GitHub’s built-in secret scanning feature also monitors pushes to repositories and can block pushes containing detected secrets when push protection is enabled.

Why It Matters

Exposed secrets are one of the most common and immediately exploitable security failures in modern software development. Unlike vulnerabilities that require a complex attack chain, an exposed credential gives an attacker direct, authenticated access to whatever system the credential protects — cloud infrastructure, databases, third-party APIs, payment processors, or CI/CD pipelines.

The consequences of secret exposure scale with the privilege level of the compromised credential. An exposed read-only API key might leak data. An exposed AWS root account key can lead to complete cloud infrastructure compromise, cryptomining charges, data exfiltration, and ransomware deployment. The Uber breach in 2022 began with credentials found in a PowerShell script on an internal network share.

Once a secret is committed to a Git repository, removing it is far more complex than deleting the file. The secret persists in the commit history indefinitely unless the history is rewritten — a destructive operation that affects every developer working on the repository. Even after history rewriting, the secret may persist in forks, cached CI builds, pull request diffs, and backup systems. The only truly safe response to an exposed secret is to rotate it immediately: revoke the compromised credential and issue a new one.

This is why prevention through scanning is far more valuable than detection after the fact. Catching a secret in a pre-commit hook before it enters the repository eliminates the need for credential rotation, history rewriting, and incident investigation entirely.

Best Practices

Implement pre-commit hooks as the first line of defense. Tools like Gitleaks, detect-secrets, and truffleHog can scan staged changes before they are committed, preventing secrets from entering the repository at all.
Enable push protection on your Git hosting platform. GitHub, GitLab, and Bitbucket all offer server-side scanning that blocks pushes containing detected secrets, catching anything that bypasses client-side hooks.
Scan the full commit history, not just the latest code. A secret committed and then deleted in a subsequent commit is still in the repository history. Full-history scanning detects these buried secrets.
Rotate compromised secrets immediately upon detection. Do not simply remove the secret from the code and consider it fixed. Revoke the exposed credential and issue a replacement before removing the code reference.
Use a secrets manager for all production credentials.
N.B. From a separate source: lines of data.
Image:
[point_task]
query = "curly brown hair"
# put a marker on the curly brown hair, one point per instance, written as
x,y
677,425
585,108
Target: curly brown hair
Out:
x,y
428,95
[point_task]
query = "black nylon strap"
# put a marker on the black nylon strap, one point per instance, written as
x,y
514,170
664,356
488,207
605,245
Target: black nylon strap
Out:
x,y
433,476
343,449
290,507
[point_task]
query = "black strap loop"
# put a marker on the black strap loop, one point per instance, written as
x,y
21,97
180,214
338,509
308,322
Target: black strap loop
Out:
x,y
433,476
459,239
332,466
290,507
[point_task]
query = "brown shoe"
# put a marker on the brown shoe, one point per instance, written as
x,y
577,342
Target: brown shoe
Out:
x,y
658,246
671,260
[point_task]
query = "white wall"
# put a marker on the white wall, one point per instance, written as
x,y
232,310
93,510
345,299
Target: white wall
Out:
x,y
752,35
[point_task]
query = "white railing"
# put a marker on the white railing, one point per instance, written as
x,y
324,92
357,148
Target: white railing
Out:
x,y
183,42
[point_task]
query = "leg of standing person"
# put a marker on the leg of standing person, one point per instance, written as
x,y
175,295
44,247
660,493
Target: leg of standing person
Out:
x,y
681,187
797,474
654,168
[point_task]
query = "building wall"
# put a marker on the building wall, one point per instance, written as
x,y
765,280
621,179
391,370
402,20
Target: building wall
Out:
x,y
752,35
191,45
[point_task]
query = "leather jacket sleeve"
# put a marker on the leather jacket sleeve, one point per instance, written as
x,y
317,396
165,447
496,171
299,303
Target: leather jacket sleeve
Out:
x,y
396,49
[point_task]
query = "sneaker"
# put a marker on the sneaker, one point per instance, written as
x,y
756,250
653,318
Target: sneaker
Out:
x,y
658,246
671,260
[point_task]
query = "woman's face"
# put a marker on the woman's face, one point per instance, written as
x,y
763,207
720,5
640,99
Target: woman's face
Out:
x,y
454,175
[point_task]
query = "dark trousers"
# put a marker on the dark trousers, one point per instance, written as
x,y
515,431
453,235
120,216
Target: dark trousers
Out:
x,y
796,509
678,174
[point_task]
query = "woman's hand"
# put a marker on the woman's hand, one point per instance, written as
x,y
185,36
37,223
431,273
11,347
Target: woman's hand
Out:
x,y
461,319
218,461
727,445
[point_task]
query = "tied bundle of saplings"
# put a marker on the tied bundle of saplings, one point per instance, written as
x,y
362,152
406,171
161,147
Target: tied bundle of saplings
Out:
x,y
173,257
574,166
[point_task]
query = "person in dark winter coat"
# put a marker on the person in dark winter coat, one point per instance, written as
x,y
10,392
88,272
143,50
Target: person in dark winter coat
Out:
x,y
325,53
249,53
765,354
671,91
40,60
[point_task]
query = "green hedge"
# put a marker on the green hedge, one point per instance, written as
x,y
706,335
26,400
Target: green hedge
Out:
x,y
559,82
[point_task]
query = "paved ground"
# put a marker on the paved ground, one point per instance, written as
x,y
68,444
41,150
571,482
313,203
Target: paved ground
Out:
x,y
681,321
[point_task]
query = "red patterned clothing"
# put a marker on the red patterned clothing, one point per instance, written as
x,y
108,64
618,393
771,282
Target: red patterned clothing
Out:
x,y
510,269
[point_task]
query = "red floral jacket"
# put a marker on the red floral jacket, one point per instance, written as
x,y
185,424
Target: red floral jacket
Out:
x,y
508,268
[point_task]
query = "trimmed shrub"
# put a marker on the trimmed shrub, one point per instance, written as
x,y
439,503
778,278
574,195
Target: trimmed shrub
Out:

Tools like HashiCorp Vault, AWS Secrets Manager, and Azure Key Vault centralize credential storage, enforce access controls, enable rotation, and maintain audit logs.

Common Mistakes

Relying solely on .gitignore to protect secrets. .gitignore prevents files from being tracked, but it does not protect secrets committed before the ignore rule was added, secrets embedded in tracked files, or secrets in configuration files that developers do not think to ignore.
Committing secrets to “private” repositories and assuming they are safe. Private repositories are only as secure as the access controls around them. A leaked personal access token, a misconfigured fork, or a future open-sourcing decision can expose every secret in the history.
Removing the secret from code without rotating the credential. Deleting the file or line containing the secret does not revoke the credential. The secret remains in Git history and may already have been harvested by automated scanners. Always rotate first, then clean up the code.
Using environment variables in Dockerfiles or CI configuration visible to logs. While environment variables are better than hardcoded secrets, exposing them in Dockerfile ENV instructions, CI log output, or build arguments can leak them through different channels. Use build-time secret mounting or runtime secrets injection instead.